Następnie ruszyliśmy w
kierunku kolejki Funicular, za pomocą której można wjechać na wzgórze z trzema
wieżami, podobno przypominającymi płomienie (niektórym z nas kojarzyły się
raczej z pingwinami). Ze wzniesienia rozpościera się piękny widok na całą Zatokę
Bakijską, który z pewnością wart jest 1 Manata wydanego na wjazd do góry. Obok
wyjścia z kolejki znajduje się monumentalny cmentarz poległych za ojczyznę,
który w tym samym czasie co my postanowili odwiedzić azerscy politycy. Wymijani przez limuzyny rządowe stwierdziliśmy, że najlepiej byłoby szybko się zwijać.

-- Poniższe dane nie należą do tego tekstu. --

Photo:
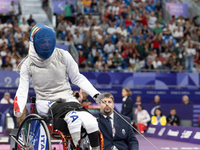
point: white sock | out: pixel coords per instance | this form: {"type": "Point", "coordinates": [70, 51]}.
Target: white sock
{"type": "Point", "coordinates": [76, 137]}
{"type": "Point", "coordinates": [96, 148]}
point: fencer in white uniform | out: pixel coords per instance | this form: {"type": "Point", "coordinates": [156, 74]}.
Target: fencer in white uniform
{"type": "Point", "coordinates": [49, 68]}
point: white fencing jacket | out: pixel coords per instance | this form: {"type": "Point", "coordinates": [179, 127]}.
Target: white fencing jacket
{"type": "Point", "coordinates": [49, 78]}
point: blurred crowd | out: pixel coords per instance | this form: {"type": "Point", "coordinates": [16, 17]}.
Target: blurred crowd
{"type": "Point", "coordinates": [127, 35]}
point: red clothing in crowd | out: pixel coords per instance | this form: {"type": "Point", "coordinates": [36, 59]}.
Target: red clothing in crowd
{"type": "Point", "coordinates": [128, 23]}
{"type": "Point", "coordinates": [156, 44]}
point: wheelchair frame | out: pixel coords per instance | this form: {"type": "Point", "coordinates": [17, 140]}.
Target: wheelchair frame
{"type": "Point", "coordinates": [50, 132]}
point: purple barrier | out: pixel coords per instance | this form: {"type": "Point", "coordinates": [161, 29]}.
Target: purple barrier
{"type": "Point", "coordinates": [4, 6]}
{"type": "Point", "coordinates": [177, 9]}
{"type": "Point", "coordinates": [177, 133]}
{"type": "Point", "coordinates": [58, 6]}
{"type": "Point", "coordinates": [170, 87]}
{"type": "Point", "coordinates": [65, 47]}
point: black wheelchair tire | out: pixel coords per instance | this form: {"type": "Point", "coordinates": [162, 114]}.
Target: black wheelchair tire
{"type": "Point", "coordinates": [41, 121]}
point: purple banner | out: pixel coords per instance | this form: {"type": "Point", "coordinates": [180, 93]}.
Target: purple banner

Po drodze Piotras, mając już jednego kolegę z kebaba, postanowił znaleźć sobie drugiego w salonie Lamborghini. Pracownik polerujący jedną z bestii najpierw przestraszył się dziwnego typa w ręczniku, ale 5 minut później sam ustawiał go do zdjęcia.
Skręciliśmy w boczną drogę, żeby zobaczyć jak wyglądają biedniejsze
dzielnice Baku. Tak jak się spodziewaliśmy, mocno kontrastują z bogatym
centrum, rządowymi super-autami, szklanymi pingwinami i innymi cudami
budownictwa XXI wieku.
Wreszcie jedzenie
- obiad o zachodzie słońca
Zmęczeni zeszliśmy
ze wzgórza i dotarliśmy w okolice parku Sabir Bagi, gdzie po przekroczeniu
murów Iceri Seher trafiliśmy na ulicę z mnóstwem restauracji i natrętnych naganiaczy.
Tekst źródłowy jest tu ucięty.